Mais ensuite, le péché fait irruption dans la création, alors le jugement, la « krisis » de Dieu, devient « krisis » de salut avec l’envoi du Fils mais en même temps, « krisis » de colère et de condamnation pour ceux qui le refusent.

« Se nous croyons en un Dieu qui est mort pour nous, alors pourquoi devrions-nous craindre un Dieu qui souffre ? », argumente Tertullien. Et cette colère, qui n’est pas séparée de l’amour, est l’une de ces passions divines dont parle Origène dans ce passage dans ses « Homélies sur Ézéchiel » :

« Il est descendu sur terre mû par la piété du genre humain, il a souffert nous douleur bien avant de souffrir la croix et de daigner prendre chair de notre chair ; si en effet il n’avait pas souffert, il ne serait pas entré en relation avec la condition humaine. Il a d’abord souffert puis il est descendu et il a été vu.  Quelle est cette passion qu’il a souffert pour nous ?  C’est la passion de l’amour.  Le Père lui-même, le Dieu de l’univers, longanime, plein de miséricorde et de compassion, ne souffre-il pas lui aussi d’une manière ou d’une autre ?  Ignores-tu que lorsqu’il gouverne les choses humaines, il partage la passion humaine ?  […]  Le Père lui-même n’est pas impassible.  Quand on le prie, il éprouve miséricorde et compassion, il souffre d’amour et entre dans ces sentiments qu’il ne pourrait avoir étant donné la grandeur de sa nature ; à cause de nous, il supporte les passions humaines. »

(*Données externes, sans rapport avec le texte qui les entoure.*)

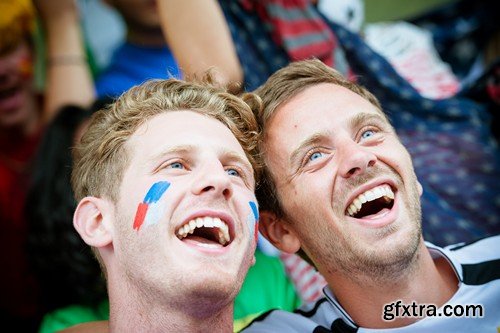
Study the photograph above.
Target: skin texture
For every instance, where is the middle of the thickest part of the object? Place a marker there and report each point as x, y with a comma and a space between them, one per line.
156, 281
338, 146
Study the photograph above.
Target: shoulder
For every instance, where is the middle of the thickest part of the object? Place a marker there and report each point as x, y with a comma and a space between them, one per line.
483, 249
306, 319
480, 260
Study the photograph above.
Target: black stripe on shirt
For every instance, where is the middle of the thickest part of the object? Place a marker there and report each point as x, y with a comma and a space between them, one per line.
481, 273
311, 312
461, 245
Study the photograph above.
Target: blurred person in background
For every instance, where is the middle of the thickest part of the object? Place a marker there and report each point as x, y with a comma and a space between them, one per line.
23, 115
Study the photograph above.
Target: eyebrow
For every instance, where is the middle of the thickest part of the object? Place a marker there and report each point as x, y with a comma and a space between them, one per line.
173, 150
190, 149
309, 141
238, 158
364, 117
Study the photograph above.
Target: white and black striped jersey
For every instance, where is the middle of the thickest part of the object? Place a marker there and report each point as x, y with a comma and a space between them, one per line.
477, 266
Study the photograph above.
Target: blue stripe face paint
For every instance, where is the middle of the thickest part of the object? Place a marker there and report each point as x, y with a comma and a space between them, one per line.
253, 219
150, 211
156, 191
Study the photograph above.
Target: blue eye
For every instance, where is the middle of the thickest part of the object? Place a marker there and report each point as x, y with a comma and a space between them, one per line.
233, 172
315, 156
367, 134
176, 165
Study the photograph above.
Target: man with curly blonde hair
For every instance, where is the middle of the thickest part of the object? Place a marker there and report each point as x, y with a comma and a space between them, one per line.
165, 180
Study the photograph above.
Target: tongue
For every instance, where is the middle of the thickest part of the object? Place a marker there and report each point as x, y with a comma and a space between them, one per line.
198, 239
377, 215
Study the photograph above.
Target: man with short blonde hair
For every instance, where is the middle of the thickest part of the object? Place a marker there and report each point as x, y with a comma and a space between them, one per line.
340, 187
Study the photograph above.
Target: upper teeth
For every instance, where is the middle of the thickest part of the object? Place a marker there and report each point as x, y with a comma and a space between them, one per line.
207, 222
370, 195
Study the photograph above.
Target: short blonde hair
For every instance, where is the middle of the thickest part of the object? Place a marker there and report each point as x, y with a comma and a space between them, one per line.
280, 88
99, 160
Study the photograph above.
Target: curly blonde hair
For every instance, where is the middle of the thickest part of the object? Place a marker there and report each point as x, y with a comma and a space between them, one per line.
99, 160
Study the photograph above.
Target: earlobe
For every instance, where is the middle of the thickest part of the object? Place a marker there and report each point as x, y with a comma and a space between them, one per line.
420, 188
88, 221
279, 232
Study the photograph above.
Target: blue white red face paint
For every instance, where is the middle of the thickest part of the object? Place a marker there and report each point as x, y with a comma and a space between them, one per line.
253, 219
150, 211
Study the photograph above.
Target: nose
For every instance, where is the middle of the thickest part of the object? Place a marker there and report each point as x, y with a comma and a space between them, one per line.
214, 181
356, 159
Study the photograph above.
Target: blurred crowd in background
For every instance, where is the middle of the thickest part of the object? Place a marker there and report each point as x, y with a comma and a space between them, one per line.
435, 68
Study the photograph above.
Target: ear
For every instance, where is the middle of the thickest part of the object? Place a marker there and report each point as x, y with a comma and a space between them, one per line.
279, 232
89, 221
420, 188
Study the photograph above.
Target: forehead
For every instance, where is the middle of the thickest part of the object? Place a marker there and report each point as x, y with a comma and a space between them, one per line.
181, 128
319, 107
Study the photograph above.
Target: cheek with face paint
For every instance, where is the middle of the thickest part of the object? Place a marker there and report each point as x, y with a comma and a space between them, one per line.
253, 219
150, 210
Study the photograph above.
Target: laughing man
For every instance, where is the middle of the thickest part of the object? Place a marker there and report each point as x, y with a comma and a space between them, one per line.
165, 182
340, 188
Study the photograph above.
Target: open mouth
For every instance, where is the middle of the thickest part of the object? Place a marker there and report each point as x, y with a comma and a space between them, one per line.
372, 202
205, 231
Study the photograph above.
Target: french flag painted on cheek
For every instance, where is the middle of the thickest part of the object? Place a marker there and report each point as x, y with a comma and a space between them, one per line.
255, 211
150, 210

Mais dans « Contre Celse », Origène en dit davantage. La sollicitude de Dieu pour le monde corrompu par le péché est bien une « krisis », un jugement qui sépare le bien du mal et qui expulse ce dernier avec colère.  Pourtant « la colère n’est pas un sentiment de Dieu, chaque homme peut y entrer à travers les péchés qu’il commet ».  En d’autres mots, explique Lugaresi, « la colère n’est pas une composante de l’être divin, elle ne fait pas partie de Dieu lui-même, il s’agit d’une modalité du rapport entre Dieu et l’homme.  C’est la réponse de l’amour de Dieu blessé par la rébellion de l’homme ».

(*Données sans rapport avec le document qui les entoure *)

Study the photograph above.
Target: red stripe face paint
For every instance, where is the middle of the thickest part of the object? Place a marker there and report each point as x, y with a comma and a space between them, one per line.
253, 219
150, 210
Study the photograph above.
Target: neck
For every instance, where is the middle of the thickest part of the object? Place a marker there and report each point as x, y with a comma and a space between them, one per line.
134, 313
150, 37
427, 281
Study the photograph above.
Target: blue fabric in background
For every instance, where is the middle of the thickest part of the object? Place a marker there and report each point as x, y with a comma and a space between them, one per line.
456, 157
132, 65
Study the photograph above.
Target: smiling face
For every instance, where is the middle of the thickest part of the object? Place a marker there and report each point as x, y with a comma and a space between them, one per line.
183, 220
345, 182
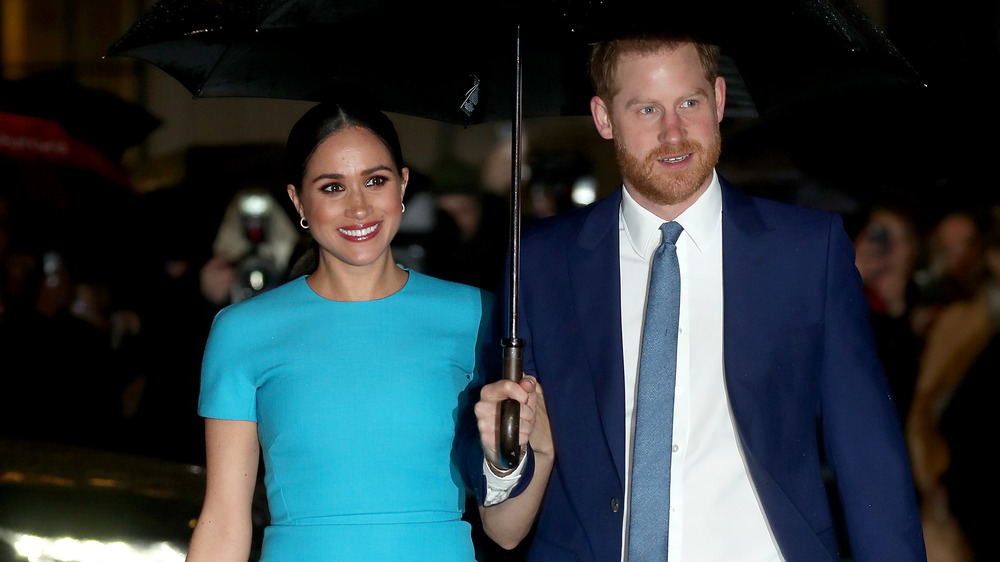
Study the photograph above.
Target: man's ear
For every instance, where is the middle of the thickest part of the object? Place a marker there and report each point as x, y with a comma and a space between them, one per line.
602, 117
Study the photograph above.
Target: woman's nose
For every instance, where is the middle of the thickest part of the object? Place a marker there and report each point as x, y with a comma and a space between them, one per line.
358, 206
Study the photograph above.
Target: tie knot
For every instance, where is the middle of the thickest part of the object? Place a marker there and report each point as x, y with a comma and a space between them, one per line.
671, 231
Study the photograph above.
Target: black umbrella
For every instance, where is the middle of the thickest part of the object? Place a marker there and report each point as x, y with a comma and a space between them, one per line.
454, 62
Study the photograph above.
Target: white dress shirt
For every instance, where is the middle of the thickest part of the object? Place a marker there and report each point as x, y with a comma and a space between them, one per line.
714, 510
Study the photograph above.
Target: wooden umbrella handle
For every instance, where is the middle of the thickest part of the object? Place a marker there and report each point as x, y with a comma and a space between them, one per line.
510, 410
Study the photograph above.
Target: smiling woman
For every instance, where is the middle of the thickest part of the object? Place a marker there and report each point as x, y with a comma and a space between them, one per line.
350, 378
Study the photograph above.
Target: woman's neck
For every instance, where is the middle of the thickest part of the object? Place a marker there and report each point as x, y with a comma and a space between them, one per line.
336, 280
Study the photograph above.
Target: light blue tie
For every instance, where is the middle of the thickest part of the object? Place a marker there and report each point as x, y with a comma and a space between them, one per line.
649, 512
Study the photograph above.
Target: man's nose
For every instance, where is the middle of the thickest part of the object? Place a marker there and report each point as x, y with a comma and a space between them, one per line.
671, 128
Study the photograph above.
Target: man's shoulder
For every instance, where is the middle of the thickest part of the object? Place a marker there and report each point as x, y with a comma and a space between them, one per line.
601, 213
773, 213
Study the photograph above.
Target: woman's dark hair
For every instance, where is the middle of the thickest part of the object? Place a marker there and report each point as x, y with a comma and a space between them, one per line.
326, 119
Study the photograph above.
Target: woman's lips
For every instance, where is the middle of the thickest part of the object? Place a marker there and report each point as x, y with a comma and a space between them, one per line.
360, 232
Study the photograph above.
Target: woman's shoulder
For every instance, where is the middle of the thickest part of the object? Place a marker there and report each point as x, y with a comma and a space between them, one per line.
436, 292
427, 283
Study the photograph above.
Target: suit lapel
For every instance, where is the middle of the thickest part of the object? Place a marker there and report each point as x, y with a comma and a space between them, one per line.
743, 269
596, 291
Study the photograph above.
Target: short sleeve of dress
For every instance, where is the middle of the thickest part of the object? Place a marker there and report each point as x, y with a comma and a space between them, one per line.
228, 382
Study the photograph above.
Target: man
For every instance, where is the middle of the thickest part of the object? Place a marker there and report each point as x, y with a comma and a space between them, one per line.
776, 370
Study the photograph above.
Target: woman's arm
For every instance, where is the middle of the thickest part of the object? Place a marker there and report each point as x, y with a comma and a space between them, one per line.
508, 522
224, 528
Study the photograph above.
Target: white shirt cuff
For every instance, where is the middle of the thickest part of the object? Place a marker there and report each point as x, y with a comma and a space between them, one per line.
498, 488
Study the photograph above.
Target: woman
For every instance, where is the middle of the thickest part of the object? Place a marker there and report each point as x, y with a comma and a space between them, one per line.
350, 379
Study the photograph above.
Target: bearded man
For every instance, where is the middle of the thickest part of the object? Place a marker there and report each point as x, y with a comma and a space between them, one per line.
780, 439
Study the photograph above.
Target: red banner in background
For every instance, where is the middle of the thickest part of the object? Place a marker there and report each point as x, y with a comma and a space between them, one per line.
24, 138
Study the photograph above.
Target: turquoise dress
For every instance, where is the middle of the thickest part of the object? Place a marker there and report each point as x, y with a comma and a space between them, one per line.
356, 405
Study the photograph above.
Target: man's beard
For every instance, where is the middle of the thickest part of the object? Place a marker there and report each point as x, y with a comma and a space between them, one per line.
665, 187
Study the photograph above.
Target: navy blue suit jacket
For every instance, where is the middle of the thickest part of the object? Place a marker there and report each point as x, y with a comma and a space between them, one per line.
801, 370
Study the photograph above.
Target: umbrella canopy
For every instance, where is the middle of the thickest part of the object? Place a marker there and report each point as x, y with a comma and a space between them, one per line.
428, 59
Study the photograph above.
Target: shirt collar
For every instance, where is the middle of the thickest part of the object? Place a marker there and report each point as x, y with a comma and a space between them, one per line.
700, 220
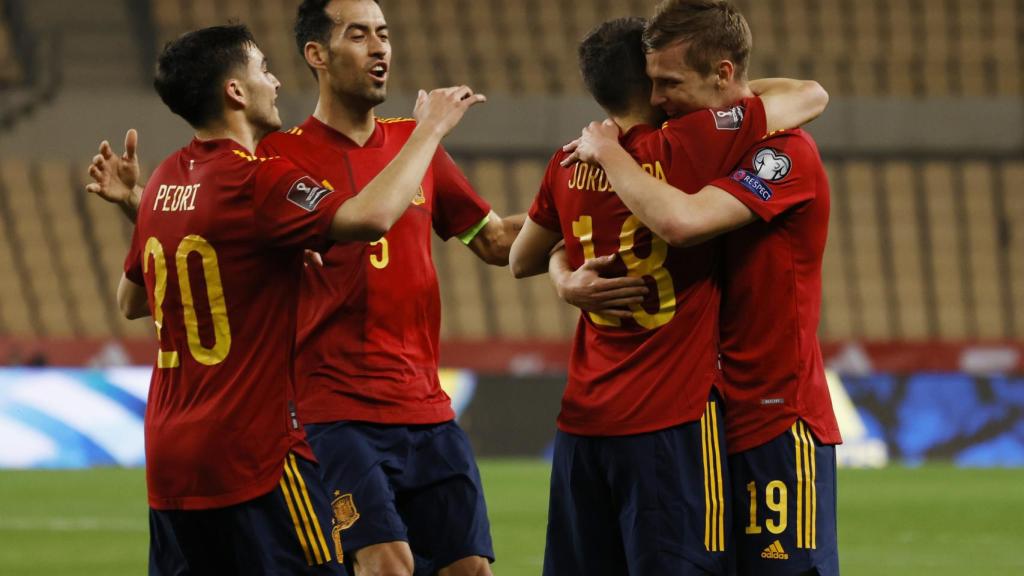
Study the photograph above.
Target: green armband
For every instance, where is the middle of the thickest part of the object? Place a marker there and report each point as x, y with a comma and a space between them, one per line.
470, 234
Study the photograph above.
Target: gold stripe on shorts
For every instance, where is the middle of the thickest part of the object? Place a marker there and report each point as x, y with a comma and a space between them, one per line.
807, 496
303, 516
714, 501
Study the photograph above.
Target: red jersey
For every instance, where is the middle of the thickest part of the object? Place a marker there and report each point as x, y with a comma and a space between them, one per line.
370, 320
656, 369
771, 297
218, 246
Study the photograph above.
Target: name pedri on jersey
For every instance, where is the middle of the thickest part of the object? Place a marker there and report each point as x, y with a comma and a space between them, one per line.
656, 369
370, 319
218, 245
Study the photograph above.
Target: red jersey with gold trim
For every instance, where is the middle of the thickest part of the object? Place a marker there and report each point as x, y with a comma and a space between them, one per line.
370, 328
656, 369
218, 245
771, 298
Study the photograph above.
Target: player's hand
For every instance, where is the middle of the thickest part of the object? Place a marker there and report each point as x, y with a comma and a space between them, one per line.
114, 177
596, 137
588, 290
441, 110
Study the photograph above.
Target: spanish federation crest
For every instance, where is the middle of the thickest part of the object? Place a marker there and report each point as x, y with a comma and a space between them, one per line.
345, 516
771, 165
419, 199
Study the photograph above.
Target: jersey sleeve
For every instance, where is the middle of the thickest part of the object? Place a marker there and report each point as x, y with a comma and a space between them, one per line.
544, 211
457, 206
777, 174
708, 144
133, 261
291, 207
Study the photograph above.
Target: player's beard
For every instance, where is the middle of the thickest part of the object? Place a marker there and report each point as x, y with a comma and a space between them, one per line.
266, 121
354, 87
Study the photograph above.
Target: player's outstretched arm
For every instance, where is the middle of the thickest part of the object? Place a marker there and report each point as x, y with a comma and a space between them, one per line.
131, 299
494, 243
371, 213
115, 178
788, 103
681, 219
528, 255
588, 290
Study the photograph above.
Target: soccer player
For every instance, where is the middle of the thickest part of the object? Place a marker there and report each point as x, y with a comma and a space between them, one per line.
382, 427
639, 484
780, 426
216, 258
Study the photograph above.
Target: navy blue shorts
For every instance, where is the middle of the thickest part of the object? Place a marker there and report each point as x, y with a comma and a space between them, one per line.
785, 506
646, 504
417, 484
284, 532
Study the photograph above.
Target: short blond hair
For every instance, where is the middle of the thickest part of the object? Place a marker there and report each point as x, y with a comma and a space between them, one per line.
715, 30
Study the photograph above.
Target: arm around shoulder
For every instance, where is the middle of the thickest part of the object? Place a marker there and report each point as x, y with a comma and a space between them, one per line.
529, 252
790, 104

Et c’est encore Origène, dans sa vingtième « Homélie sur Jérémie » qui éclaircit la spécificité unique de la colère de Dieu, semblable tout en étant différente du « logos », cette « parole » qui est Dieu lui-même :

« Dieu éduque par la parole, tout comme sa colère éduque elle aussi, […] et il est nécessaire que Dieu se serve de ce que l’on nomme colère comme il se sert de la parole. Et sa parole n’est pas comme la parole de tous.  La parole de personne d’autre n’est vivante, la parole de personne d’autre n’est Dieu, la parole de personne d’autre n’était au commencement auprès de Dieu […]  C’est ainsi que la colère de Dieu n’est pas non plus semblable à la colère de n’importe qui d’autre qui se mettrait en colère, et tout comme la parole de Dieu a quelque chose de différent par rapport à la parole de n’importe qui d’autre, […] ce que l’on appelle sa colère a quelque chose de différent et d’étranger par rapport à toutes les formes de colères de quelqu’un qui s’énerverait ».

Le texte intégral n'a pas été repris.